Several public and school buses in Paphos are out of service due to safety concerns, following an incident where a school bus caught fire. Buses will remain off the streets until they are equipped with automatic engine-fire extinguishing systems to ensure passenger safety.
Why are Paphos buses out of service?
Several public and school buses in Paphos are out of service because they do not meet safety standards. A recent incident where a school bus caught fire prompted this action. Buses will be sidelined until they are equipped with automatic engine-fire extinguishing systems to ensure the safety of students and other passengers.

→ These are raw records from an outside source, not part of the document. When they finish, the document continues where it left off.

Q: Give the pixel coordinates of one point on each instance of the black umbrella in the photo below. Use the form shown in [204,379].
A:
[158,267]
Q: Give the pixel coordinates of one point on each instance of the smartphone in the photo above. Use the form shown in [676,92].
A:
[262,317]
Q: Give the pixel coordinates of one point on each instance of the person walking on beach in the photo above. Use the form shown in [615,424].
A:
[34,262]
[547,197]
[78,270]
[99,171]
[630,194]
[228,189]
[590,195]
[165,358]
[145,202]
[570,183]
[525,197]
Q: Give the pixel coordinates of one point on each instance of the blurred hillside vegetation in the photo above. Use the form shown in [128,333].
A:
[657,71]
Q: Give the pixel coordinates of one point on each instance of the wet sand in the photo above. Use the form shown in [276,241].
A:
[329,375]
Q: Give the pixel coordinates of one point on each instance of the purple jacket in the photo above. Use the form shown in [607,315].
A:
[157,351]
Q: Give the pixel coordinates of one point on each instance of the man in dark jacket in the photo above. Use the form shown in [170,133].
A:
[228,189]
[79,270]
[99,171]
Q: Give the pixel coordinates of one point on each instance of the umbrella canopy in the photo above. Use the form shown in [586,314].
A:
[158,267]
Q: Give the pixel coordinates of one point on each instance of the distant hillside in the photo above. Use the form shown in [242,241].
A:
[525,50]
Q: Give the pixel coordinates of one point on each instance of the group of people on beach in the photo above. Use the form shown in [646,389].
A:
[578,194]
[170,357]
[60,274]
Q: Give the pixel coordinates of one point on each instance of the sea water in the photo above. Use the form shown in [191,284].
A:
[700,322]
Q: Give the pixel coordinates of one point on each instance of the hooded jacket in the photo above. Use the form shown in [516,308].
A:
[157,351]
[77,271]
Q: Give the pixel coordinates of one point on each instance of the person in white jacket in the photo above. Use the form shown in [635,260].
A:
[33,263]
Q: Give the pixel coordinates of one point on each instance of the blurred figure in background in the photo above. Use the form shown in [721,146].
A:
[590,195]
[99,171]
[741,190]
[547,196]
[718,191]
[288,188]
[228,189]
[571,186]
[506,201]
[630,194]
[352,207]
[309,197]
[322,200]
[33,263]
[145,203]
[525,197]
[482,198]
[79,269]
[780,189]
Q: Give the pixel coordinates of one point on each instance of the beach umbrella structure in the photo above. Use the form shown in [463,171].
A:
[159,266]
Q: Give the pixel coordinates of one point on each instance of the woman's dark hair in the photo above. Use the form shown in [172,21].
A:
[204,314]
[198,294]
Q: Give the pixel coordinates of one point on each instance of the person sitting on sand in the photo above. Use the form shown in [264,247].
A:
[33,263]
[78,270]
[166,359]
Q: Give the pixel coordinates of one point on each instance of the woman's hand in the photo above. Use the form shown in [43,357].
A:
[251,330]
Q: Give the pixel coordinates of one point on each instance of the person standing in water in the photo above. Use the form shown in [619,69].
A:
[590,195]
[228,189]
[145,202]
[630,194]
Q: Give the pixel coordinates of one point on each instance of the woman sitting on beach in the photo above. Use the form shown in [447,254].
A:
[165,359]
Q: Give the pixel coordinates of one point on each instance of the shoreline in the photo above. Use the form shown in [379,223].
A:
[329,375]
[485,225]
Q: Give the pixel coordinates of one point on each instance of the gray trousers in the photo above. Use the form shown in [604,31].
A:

Safety Standards Trigger Bus Withdrawal
Public transportation in the Paphos district faced a significant disruption when several public and school buses were deemed to be below safety standards. On a brisk Monday morning, the streets found themselves devoid of the usual bus activity as vehicles were removed from service. Alexis Vafeades, the Minister of Transport, expressed regret over the necessity of the decision during a discussion on a local morning program. The buses, unfortunately, did not meet the contractual requirements for safety equipment.
Incident Prompted Action
This action by the Ministry of Transport wasn’t without precedent. It followed intensive deliberations held over the recent weekend, sparked by a concerning event. A school bus, while in the midst of transporting students through Aglantjia, encountered a dangerous situation as it caught fire. This was not a singular event; it marked the third such occurrence, underscoring a troubling pattern that could not be ignored.
Enhancement of Safety Measures
In a proactive measure to bolster safety, the ministry announced that all Emel buses equipped with more than 22 seats and used for student transportation would be sidelined. The buses will remain off the streets until they are retrofitted with automatic engine-fire extinguishing systems. This precaution extends to buses subcontracted by Emel for the transport of students of all school ages. However, this does not impede the buses’ involvement in other transport activities.
Ensuring Compliance and Monitoring
Despite the transportation company’s objections, the halt of operations was deemed essential for safeguarding the wellbeing of students. Vafeades highlighted the company’s unsatisfactory safety track record as a motivating factor for the decision. With a series of fires in mind, the minister’s stance was firm: the pattern suggested a glaring deficiency in the safety environment, warranting immediate action.
The ministry disclosed plans to dispatch inspectors to examine all vehicle certification premises. This initiative aims to identify the specific weaknesses in the current system of safety checks.
Legal and Regulatory Discrepancies
A core issue identified by the minister relates to a “difference of interpretation” concerning safety equipment contract terms with the state. Following a previous bus fire incident in October, the ministry had demanded that all buses be equipped with updated safety systems. This was in spite of legislation permitting vehicles registered before 2009 to operate without these systems.
Although European safety regulations came into force on September 1, 2021, they were not retroactively applicable to the now-questioned buses.
Impact on Bus Routes
The withdrawal affects a substantial number of routes. Students and regular passengers who typically travel through the Paphos district will experience disruptions. The affected routes are integral to the daily commute of many, connecting various schools and residential areas. The transportation company has committed to providing updates as buses return to service following the necessary safety upgrades.
Certifications for Remaining Buses
While the suspended buses undergo enhancements, the ministry has clarified that all Emel buses with over 22 passenger seats performing regular intercity and rural routes meet European standards. These buses are already equipped with the mandated fire extinguishing systems and sensors, ensuring passenger safety.
Alternative Transport and Future Updates
The Paphos transport organisation (Osypa) has echoed the Ministry of Transport’s statement, confirming that the larger buses will be temporarily out of circulation. With a shortage of minibuses, most routes, including those serving schools, are expected to cease operation. However, the community awaits further announcements as the situation develops and buses are progressively upgraded.
In the meantime, Cyprus Public Transport (CPT) has assured its passengers that their entire fleet adheres to the latest safety technology, indicating that their services are unaffected by the ministry’s directive.
- Several public and school buses in Paphos are out of service due to safety concerns following a school bus fire.
- Buses will be sidelined until they are equipped with automatic engine-fire extinguishing systems.
- The decision to withdraw the buses was made after they were deemed to be below safety standards.
- The withdrawal affects a substantial number of routes, impacting students and regular passengers in the Paphos district.
- Cyprus Public Transport (CPT) has confirmed that their fleet adheres to the latest safety technology and is unaffected by the directive.